CS 70 - Lecture 26 - Mar 28, 2011 - 10 Evans

Goals for today (read Note 15):    
    quick review of random variables and expectation
    important distributions

 DEF: Let S be the sample space of a given experiment, with probability 
      function P. A _random variable_ is a function f:S -> Reals.

 EX 1: Flip a biased coin once, S1 = {H,T}, P1(H) = p, 
       f1(x) = {1 if x=H, -1 if x=T}
       f1 = amount you win (if f1 = 1) (or lose, if f1 = -1) if you bet $1 on H.

 EX 2: Flip a biased coin n times, S2 = {all sequences of H, T of length n}
       P2(x) = p^#H * (1-p)^(n-#H)   where #H = #Heads in x, n-#H = #Tails
       f2(x) = #H - #T = #H - (n-#H) = 2*#H - n
       f2 = amount you win (or lose) if you bet $1 on H on each flip

 DEF: Given S, P and random variable f, the _Expected Value_
      (also called Mean or Average) of f is 
          E(f) = sum_{all x in S} P(x)*f(x)

 EX 1: E(f1) = 1*p + (-1)*(1-p) = 2*p-1
 EX 2: E(f2) = sum over all 2^n sequences x of n Heads and Tails, of
                 (2*#H-n) * p^#H*(1-p)^(n-#H)
       prefer something simpler to sum

 DEF: P(f=r) = sum_{all x in S such that f(x)=r} P(x)

 DEF: We call the set of pairs of values 
        {(r,P(f=r)) for all r in the range of f} 
      the distribution of f.

 Thm 1: E(f) = sum_{numbers r in range of f} r*P(f=r)

 EX 1: P(H) = P(f1=1) = p, P(T) = P(f1=-1) = 1-p
       so E(f1) = 1*p + (-1)*(1-p) = 2*p-1, same as before

 EX 2: P(f2 = r) = P(#H - #T = r) = P(2*#H - n = r)
       = P(#H = (n+r)/2)
       = { p^((n+r)/2) * (1-p)^((n-r)/2)  if (n+r) is even
         { 0 otherwise,   eg when n=1 and r=0
       so E(f2) = sum_{r = -n to n by steps of 2}
                  r * p^((n+r)/2) * (1-p)^((n-r))/2)
       This only has n+1 terms to sum instead of 2^n as before,
       but we still want something simpler.

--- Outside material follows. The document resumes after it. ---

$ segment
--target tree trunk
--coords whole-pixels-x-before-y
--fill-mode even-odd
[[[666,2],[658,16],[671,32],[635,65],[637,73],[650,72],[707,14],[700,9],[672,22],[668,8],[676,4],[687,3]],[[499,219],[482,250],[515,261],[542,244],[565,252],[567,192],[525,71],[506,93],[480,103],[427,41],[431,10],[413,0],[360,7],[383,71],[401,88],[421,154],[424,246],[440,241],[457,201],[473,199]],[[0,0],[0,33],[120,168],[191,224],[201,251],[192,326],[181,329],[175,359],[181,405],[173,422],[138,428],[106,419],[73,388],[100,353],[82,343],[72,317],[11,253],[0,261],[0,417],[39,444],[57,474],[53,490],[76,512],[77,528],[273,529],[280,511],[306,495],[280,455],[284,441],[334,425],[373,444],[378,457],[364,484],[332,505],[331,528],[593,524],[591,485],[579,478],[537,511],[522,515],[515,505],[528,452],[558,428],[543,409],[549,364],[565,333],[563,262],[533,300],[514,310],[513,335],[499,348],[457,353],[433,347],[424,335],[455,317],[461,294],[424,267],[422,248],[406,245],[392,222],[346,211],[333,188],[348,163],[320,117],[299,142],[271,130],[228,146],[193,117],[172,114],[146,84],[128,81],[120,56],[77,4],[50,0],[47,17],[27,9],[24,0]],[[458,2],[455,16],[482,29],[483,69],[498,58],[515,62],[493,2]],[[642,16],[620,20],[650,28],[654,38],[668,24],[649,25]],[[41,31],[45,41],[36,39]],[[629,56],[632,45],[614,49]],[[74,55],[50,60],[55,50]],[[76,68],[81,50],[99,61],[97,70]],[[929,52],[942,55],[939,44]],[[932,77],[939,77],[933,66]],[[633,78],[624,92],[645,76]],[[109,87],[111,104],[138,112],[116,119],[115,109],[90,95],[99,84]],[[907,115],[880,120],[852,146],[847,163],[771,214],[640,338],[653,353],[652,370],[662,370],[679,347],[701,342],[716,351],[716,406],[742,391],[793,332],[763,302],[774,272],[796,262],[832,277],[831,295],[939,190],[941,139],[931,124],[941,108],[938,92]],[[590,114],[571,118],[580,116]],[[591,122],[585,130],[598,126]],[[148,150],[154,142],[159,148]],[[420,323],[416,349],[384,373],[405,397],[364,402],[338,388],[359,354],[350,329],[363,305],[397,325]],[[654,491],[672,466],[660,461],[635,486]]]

 Thm 2: If g_1(x),...,g_n(x) are random variables, then
        g(x) = sum_{i=1 to n} g_i(x) is another random variable
        with expectation
        E(g) = sum_{i=1 to n} E(g_i)

 EX 2: Let g_i(x) = {+1 if the i-th toss is Heads
                    {-1 if the i-th toss is Tails
                  = how much you win or lose on the i-th toss
       so f2(x) = sum_{i=1 to n} g_i(x)
                = total you win or lose on all n tosses
       so E(f2) = sum_{i=1 to n} E(g_i)
       Note that g_i is the same as f_1, how much you win or
       lose on 1 toss, so E(g_i) = E(f_1) = 2*p-1, and
       E(f2) = n*(2*p-1)

End of review!

Recall that the distribution of a random variable is the set
   {(r,P(f=r)) where r is in the range of f} 

There are certain important distributions that come up repeatedly,
that we need to recognize. The first we have seen already:

DEF: if P(f=r) = C(n,r) * p^r * (1-p)^(n-r) for r=0,...,n,
     then we say f has a binomial distribution, and abbreviate this as
     f ~ Bin(n,p)

Geometric Distribution:

 EX: Suppose you shoot at a target, and hit with probability p each
     time you try. What is the expected number of times you have to try
     before getting a hit?
     S = { H, MH, MMH, MMMH, .... }
     P( MM...MH ) = (1-p)^#M * p
     f( MM...MH ) = #shots = #M + 1
     so P(f=r) = P(r = #M+1) = (1-p)^(r-1) * p

DEF: We say that f has the geometric distribution with parameter p
     if f:S-> {1,2,3,...} and
     P(f=r) = (1-p)^(r-1) * p
     We abbreviate this by f ~ Geom(p)

Check that 1 = sum_{r=1 to infinity} P(f=r)
             = sum_{r=1 to infinity} (1-p)^(r-1) * p
             = p * sum_{r=1 to infinity} (1-p)^(r-1) 
             = p * 1/(1-(1-p)) = p / p = 1 - ok!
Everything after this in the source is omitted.